Bogaerts' offense has been better, mostly by default. The Aruba native has posted a .240/.303/.371 line with below-average defense at shortstop and third by most metrics. His bright future is not now.
Jackie Bradley's rookie season has gone poorly too. The outfielder has struggled to a dreadful .207/.277/.278 with only one home run in 406 plate appearances after rating as Baseball America's No. 50 prospect entering the season. Bradley's value has come almost entirely from top-notch defense: +14 runs saved, 14.1 UZR and 11.6 SDI.
There is still plenty left to be written for the former top prospects. The Red Sox control Middlebrooks (who just turned 26) through 2018, and they control Bogaerts (still 21 years old) and Bradley through 2019. But for this season, the youngsters provided little value.

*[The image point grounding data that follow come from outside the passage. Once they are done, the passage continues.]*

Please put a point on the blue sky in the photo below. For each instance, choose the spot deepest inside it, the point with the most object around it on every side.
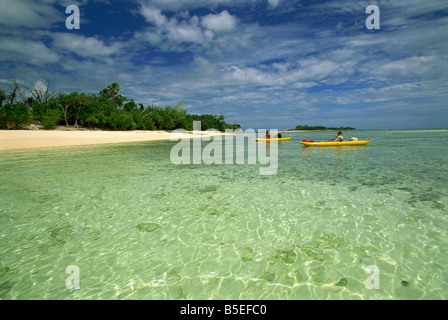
(260, 63)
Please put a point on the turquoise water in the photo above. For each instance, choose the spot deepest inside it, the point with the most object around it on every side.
(139, 227)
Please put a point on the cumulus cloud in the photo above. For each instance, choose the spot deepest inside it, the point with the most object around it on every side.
(21, 50)
(84, 46)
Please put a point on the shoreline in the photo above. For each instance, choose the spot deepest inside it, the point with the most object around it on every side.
(68, 137)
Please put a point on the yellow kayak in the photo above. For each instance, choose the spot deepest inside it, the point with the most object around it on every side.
(334, 143)
(273, 139)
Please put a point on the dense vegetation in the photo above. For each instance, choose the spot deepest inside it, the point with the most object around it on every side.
(307, 127)
(107, 110)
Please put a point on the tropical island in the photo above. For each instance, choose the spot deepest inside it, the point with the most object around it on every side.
(322, 128)
(106, 110)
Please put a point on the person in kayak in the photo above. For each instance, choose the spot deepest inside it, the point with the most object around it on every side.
(339, 137)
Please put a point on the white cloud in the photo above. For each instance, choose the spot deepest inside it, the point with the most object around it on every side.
(274, 3)
(220, 22)
(153, 15)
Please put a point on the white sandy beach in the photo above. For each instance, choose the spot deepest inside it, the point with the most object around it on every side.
(28, 139)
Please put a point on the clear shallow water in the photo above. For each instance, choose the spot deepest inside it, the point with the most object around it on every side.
(139, 227)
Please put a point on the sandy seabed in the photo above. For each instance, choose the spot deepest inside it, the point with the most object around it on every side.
(29, 139)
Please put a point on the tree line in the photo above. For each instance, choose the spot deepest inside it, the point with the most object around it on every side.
(307, 127)
(107, 110)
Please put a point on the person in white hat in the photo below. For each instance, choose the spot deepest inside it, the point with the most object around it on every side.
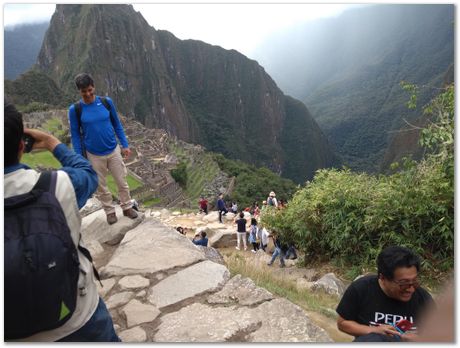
(271, 200)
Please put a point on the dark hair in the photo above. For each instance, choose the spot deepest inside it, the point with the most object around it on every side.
(393, 257)
(84, 80)
(14, 130)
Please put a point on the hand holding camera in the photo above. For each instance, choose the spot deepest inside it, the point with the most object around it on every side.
(35, 139)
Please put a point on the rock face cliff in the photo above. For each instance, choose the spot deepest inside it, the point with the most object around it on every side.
(200, 93)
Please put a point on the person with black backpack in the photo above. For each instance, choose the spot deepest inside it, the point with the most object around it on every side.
(50, 292)
(94, 129)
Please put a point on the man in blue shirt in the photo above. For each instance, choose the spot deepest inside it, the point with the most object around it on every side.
(95, 134)
(221, 207)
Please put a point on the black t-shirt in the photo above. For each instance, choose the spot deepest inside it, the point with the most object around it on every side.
(365, 302)
(241, 225)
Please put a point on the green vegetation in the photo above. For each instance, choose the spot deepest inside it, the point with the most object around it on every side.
(254, 184)
(133, 184)
(195, 174)
(179, 174)
(349, 217)
(35, 91)
(281, 286)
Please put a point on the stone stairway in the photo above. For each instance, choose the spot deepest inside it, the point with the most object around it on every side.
(160, 287)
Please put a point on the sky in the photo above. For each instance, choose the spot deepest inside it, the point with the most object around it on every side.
(239, 26)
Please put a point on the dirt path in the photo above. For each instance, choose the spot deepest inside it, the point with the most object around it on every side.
(291, 272)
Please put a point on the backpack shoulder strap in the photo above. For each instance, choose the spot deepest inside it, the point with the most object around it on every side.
(77, 107)
(108, 107)
(46, 182)
(106, 103)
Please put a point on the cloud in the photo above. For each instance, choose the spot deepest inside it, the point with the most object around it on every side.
(14, 14)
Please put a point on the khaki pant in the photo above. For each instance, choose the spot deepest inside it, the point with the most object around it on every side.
(112, 162)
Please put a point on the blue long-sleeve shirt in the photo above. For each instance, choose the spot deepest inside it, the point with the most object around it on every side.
(80, 171)
(98, 129)
(221, 205)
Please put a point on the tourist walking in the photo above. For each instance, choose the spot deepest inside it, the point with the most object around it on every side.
(280, 249)
(221, 207)
(241, 232)
(253, 235)
(271, 200)
(94, 129)
(263, 237)
(203, 205)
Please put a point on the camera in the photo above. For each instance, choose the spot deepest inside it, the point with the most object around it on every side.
(28, 142)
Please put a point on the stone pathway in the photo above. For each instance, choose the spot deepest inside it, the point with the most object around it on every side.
(160, 287)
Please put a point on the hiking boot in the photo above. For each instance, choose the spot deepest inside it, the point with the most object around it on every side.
(131, 213)
(111, 218)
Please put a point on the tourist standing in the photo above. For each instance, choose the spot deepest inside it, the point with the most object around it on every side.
(241, 231)
(94, 128)
(253, 233)
(221, 207)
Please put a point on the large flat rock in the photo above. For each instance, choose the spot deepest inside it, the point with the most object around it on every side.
(200, 278)
(150, 248)
(273, 321)
(239, 290)
(223, 238)
(202, 323)
(283, 321)
(94, 226)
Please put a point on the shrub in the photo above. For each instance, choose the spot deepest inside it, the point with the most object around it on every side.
(352, 217)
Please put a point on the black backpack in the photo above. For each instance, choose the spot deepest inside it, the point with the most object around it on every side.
(40, 260)
(77, 107)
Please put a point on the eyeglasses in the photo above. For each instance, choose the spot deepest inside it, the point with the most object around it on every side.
(404, 285)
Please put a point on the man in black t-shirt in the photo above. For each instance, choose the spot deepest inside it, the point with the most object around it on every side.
(372, 305)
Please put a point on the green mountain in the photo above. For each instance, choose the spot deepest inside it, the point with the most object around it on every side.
(198, 92)
(21, 47)
(348, 71)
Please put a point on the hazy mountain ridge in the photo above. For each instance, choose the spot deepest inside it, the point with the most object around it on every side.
(198, 92)
(348, 69)
(21, 46)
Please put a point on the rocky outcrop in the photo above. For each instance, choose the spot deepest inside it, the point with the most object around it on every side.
(330, 284)
(198, 92)
(160, 287)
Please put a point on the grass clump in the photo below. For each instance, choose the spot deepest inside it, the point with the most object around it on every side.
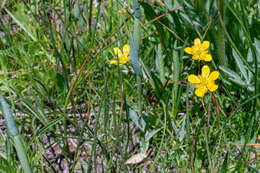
(83, 105)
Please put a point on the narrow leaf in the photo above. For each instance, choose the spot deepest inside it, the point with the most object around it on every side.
(240, 65)
(134, 59)
(135, 118)
(135, 159)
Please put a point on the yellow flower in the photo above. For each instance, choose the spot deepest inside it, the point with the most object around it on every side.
(199, 50)
(121, 58)
(205, 81)
(122, 11)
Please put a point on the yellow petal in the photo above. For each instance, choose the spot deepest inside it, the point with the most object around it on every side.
(212, 86)
(205, 71)
(201, 91)
(188, 50)
(205, 45)
(207, 57)
(214, 75)
(117, 52)
(114, 62)
(197, 41)
(126, 49)
(193, 79)
(196, 57)
(122, 11)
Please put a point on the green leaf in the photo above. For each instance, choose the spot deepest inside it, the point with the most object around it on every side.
(240, 65)
(233, 76)
(149, 135)
(137, 10)
(22, 20)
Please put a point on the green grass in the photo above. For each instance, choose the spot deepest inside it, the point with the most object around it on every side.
(76, 112)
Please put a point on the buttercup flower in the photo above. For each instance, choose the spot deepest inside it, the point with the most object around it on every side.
(122, 11)
(121, 58)
(205, 81)
(199, 50)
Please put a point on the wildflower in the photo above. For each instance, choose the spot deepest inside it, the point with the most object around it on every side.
(199, 50)
(122, 11)
(121, 58)
(205, 81)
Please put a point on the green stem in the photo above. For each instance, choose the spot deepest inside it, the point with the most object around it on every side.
(207, 147)
(221, 35)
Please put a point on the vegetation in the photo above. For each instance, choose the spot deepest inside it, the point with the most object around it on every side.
(108, 86)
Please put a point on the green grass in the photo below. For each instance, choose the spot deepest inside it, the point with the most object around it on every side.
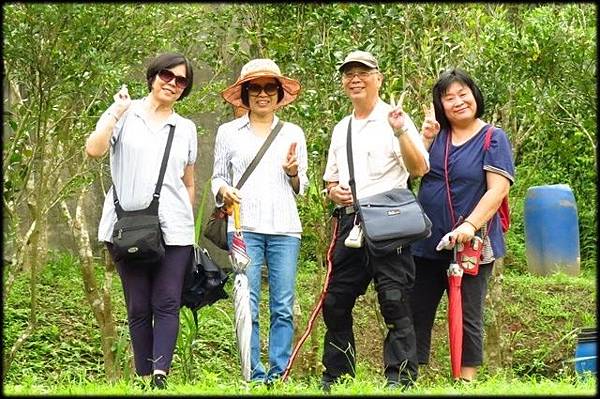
(362, 385)
(63, 357)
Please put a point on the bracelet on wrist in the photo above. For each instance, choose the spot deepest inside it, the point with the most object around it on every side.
(467, 221)
(114, 116)
(400, 132)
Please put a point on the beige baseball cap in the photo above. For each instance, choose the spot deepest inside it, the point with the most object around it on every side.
(362, 57)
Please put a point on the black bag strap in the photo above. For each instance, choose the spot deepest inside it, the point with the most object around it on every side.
(259, 154)
(163, 167)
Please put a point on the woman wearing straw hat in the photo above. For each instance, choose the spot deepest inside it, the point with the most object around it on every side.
(270, 221)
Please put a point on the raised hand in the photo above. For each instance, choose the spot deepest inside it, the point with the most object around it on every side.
(396, 117)
(122, 101)
(290, 166)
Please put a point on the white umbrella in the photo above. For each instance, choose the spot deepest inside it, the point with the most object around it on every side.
(241, 294)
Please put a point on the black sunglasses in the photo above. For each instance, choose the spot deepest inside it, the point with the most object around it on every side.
(255, 89)
(166, 76)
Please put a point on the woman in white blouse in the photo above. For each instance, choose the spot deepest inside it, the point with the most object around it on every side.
(269, 215)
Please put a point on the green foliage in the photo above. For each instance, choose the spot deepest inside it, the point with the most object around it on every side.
(541, 342)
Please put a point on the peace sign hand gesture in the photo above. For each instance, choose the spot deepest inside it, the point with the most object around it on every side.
(396, 117)
(290, 166)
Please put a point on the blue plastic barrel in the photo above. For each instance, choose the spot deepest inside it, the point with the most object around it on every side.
(551, 230)
(586, 351)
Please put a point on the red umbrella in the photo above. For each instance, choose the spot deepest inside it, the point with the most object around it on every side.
(455, 325)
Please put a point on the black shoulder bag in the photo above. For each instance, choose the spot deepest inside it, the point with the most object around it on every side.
(203, 282)
(137, 235)
(216, 226)
(391, 219)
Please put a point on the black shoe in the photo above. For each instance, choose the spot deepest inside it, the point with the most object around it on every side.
(401, 385)
(326, 386)
(159, 381)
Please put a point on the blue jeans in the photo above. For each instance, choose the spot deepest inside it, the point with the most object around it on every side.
(280, 254)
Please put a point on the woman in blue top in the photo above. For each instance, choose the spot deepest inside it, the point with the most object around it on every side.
(478, 180)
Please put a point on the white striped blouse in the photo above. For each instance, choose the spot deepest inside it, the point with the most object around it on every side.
(268, 203)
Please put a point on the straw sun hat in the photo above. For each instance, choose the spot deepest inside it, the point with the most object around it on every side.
(258, 68)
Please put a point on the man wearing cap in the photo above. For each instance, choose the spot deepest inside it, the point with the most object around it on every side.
(386, 148)
(269, 215)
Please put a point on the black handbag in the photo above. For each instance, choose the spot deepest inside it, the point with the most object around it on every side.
(216, 226)
(137, 236)
(203, 283)
(390, 220)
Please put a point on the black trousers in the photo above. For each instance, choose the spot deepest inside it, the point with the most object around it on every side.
(352, 271)
(430, 284)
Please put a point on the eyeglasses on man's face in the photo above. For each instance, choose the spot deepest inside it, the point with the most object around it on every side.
(166, 76)
(362, 75)
(270, 89)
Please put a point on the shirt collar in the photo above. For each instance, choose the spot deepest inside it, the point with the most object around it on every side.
(243, 122)
(138, 109)
(381, 109)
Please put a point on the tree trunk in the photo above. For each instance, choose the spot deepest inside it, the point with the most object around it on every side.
(99, 300)
(493, 345)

Buchholz and Peavy struggle through 2014
The Red Sox had every reason to believe that the 2013 versions of Clay Buchholz (1.74 ERA, 2.78 FIP) and Jake Peavy (4.17 ERA, 3.96 FIP) could be great assets for this year's team.
Unfortunately, the two hurt the rotation by pitching far worse than they did a season ago. Buchholz regressed to his career average with a 4.05 FIP, and his failure to close out innings has left him with a 5.29 ERA. And he is the guy who has logged the most starts and innings for Boston.
Peavy limped to a 1-9 record with a 4.72 ERA and 4.79 FIP, serving up 20 home runs in 124 innings for one of the worst homer-allowed rates in baseball. Of course, now that he is in San Francisco, he has posted a far better 2.29 ERA and 2.73FIP.
Things are looking up for the Red Sox, as "up" is the only place to look when you are at the bottom. The team acquired a new trio of outfielders in Rusney Castillo, Yoenis Cespedes and Allen Craig. Plus, fans know that Boston always has the budget to attack the free agent market.
If you're any believer in weird trends, Boston's 2014 last-place finish just means an AL East title is on the way in 2015.